Friday, June 11, 2010

Playing Croquet takes a combination of highly developed visual skills

All you have to do is aim a wooden ball with a clumsy wooden mallet to roll through a wicket the size of a clothes hanger. Of course if you bump into a competitor's ball you can advance a bit faster and if you get bumped you may be driven far off course. Suppose you lack the ability to discriminate between left and right on yourself or to project the knowledge of left and right into space? You'll have trouble sending the ball in the correct direction. Suppose you lack the visual perceptual skill of visual memory so that you can't create a mental image of how the ball will respond when you tap it from a certain side? You'll have trouble planning the next moves. Suppose you have delays in the development of visual-motor integration? You'll miss the ball or, if you are bumping another person's ball out of the path you might hit your foot instead. Suppose you have trouble transitioning from a central to a peripheral focus? It will be very difficult for you to judge how to strike the ball in relationship to the wicket yards away. It is needless to conclude that playing the game of croquet requires a combination of highly developed visual skills. So, if you have been playing that game with your children and one of them consistently quits in frustration, you might consider asking a developmental optometrist to do a comprehensive examination of their visual skills. Like optometrists are fond of saying, vision is much more than 20-20 eyesight.

Tuesday, April 13, 2010

Vision therapy - analogous to Ear training?

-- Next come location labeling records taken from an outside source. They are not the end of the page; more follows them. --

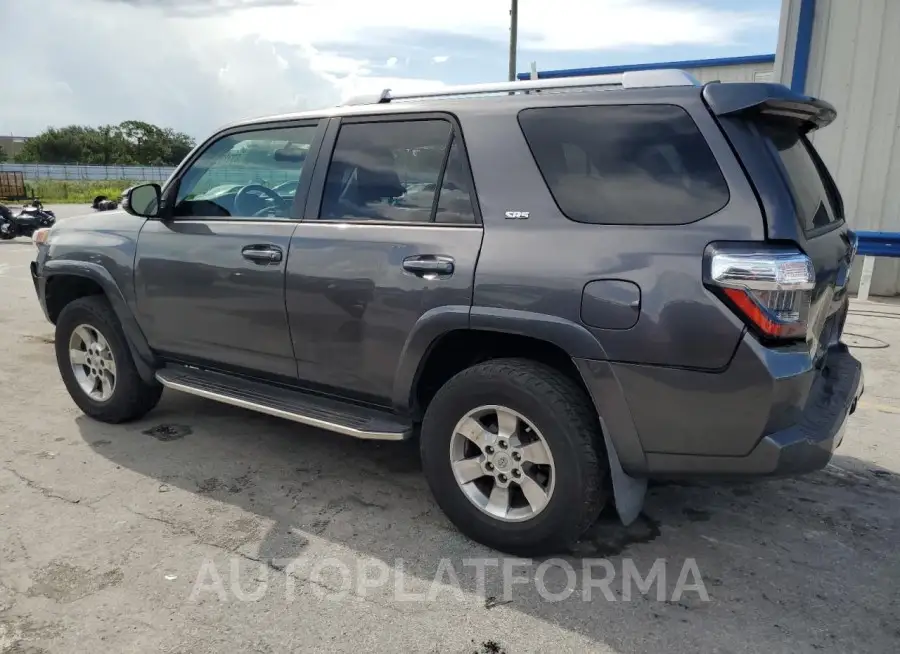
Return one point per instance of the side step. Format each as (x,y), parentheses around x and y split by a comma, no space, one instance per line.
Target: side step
(305,408)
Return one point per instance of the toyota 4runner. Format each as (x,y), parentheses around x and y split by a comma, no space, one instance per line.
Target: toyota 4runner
(562,288)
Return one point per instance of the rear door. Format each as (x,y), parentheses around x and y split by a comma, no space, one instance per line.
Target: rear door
(209,278)
(391,231)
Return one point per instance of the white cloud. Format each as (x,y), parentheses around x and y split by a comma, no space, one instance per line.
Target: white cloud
(557,25)
(202,64)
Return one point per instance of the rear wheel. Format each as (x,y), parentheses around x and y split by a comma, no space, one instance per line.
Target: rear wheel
(512,451)
(96,364)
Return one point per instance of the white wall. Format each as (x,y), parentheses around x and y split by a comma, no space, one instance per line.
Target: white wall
(738,73)
(855,65)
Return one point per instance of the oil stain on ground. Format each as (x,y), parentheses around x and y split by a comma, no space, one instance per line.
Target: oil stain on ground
(609,537)
(64,582)
(168,432)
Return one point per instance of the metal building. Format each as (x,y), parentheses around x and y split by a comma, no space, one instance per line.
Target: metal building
(755,68)
(848,53)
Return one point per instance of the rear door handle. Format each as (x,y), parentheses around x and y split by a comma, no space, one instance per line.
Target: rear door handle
(429,265)
(262,254)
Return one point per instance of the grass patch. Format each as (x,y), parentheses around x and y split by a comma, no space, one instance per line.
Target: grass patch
(50,191)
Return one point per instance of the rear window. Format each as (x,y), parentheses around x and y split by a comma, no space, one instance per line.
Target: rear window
(815,198)
(625,164)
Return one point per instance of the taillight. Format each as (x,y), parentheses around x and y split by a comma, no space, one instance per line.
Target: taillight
(770,288)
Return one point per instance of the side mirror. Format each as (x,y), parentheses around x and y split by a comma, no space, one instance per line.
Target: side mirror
(142,200)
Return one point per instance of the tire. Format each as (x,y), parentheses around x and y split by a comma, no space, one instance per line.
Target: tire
(561,413)
(131,397)
(8,229)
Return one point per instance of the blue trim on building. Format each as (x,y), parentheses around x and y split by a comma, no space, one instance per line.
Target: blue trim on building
(690,63)
(804,45)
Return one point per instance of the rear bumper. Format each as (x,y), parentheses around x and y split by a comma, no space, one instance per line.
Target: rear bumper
(804,447)
(769,414)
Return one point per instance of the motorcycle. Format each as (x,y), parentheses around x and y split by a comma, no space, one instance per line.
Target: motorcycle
(31,218)
(103,203)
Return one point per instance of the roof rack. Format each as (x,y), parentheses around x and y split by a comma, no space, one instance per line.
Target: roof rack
(627,80)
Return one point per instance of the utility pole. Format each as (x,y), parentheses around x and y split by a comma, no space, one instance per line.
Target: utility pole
(513,38)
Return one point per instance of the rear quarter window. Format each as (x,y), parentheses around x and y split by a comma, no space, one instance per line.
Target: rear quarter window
(625,164)
(816,199)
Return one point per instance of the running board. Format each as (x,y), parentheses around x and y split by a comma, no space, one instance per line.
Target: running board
(305,408)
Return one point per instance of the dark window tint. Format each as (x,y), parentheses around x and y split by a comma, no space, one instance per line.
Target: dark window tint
(814,196)
(455,202)
(386,171)
(625,164)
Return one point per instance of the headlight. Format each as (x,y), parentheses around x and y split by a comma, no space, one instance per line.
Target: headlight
(41,236)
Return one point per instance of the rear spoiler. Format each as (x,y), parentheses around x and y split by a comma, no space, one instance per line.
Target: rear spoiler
(753,98)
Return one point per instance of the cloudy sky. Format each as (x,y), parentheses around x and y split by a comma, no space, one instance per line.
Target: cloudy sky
(196,64)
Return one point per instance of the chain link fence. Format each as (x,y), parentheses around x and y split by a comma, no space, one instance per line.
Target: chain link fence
(75,172)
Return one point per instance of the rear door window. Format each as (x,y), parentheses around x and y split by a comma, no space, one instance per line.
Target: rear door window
(625,164)
(815,197)
(409,171)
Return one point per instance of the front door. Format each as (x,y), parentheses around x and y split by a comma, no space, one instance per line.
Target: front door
(209,278)
(392,231)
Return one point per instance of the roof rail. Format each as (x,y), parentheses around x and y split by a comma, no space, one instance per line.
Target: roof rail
(627,80)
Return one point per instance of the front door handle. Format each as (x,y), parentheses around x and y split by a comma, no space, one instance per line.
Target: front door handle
(429,265)
(262,254)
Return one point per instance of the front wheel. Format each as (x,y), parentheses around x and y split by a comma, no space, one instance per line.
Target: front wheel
(96,364)
(512,451)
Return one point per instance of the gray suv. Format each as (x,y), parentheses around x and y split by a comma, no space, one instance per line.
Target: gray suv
(561,288)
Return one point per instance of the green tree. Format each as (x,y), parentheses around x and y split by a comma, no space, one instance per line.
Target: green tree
(130,143)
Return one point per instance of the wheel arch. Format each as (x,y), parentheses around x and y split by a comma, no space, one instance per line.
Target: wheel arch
(566,339)
(66,281)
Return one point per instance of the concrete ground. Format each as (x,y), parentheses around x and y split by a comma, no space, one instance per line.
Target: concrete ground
(205,528)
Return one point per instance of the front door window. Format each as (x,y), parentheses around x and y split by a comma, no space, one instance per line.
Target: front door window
(251,174)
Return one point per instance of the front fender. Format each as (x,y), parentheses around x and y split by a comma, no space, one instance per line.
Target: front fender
(143,356)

Vision therapy is a lot like the ear training musicians go through. First the person has to become aware that the eyes can be tools for gaining information about the world. Some kids miss this idea preferring to touch everything or talk their way through life. Often these kids have not developed good intentional control of their eye muscles - this is what the activities in the Purple Book of the Eye Can Too! Read series helps. After they build automatic eye movement control, then it is time to work on eye teaming - skills that require the assistance of lenses, prisms, and other specialty equipment that eye doctors keep around. Kids who display dyslexia type symptoms like frequent reversals of letters and words when reading or writing, who can't easily cross their physical mid-lines. and who confuse left and right need to have an eye exam so that the eye doctor can rule out any deficits or delays in ocular motilities or eye teaming. Then they can work on the visual spatial skills of laterality and directionality - these are the topics of the Yellow Book of the Eye Can Too! Read series. At last it is time to consider the visual perceptual skills - discrimination, memory, figure ground, sequential memory, closure, and spatial relations. These are more analogous to ear training. What did you see and can you recognize it again or more specifically in another context or after it is slightly modified? These skills are the subjects of the Green Book of the Eye Can Too! Read series.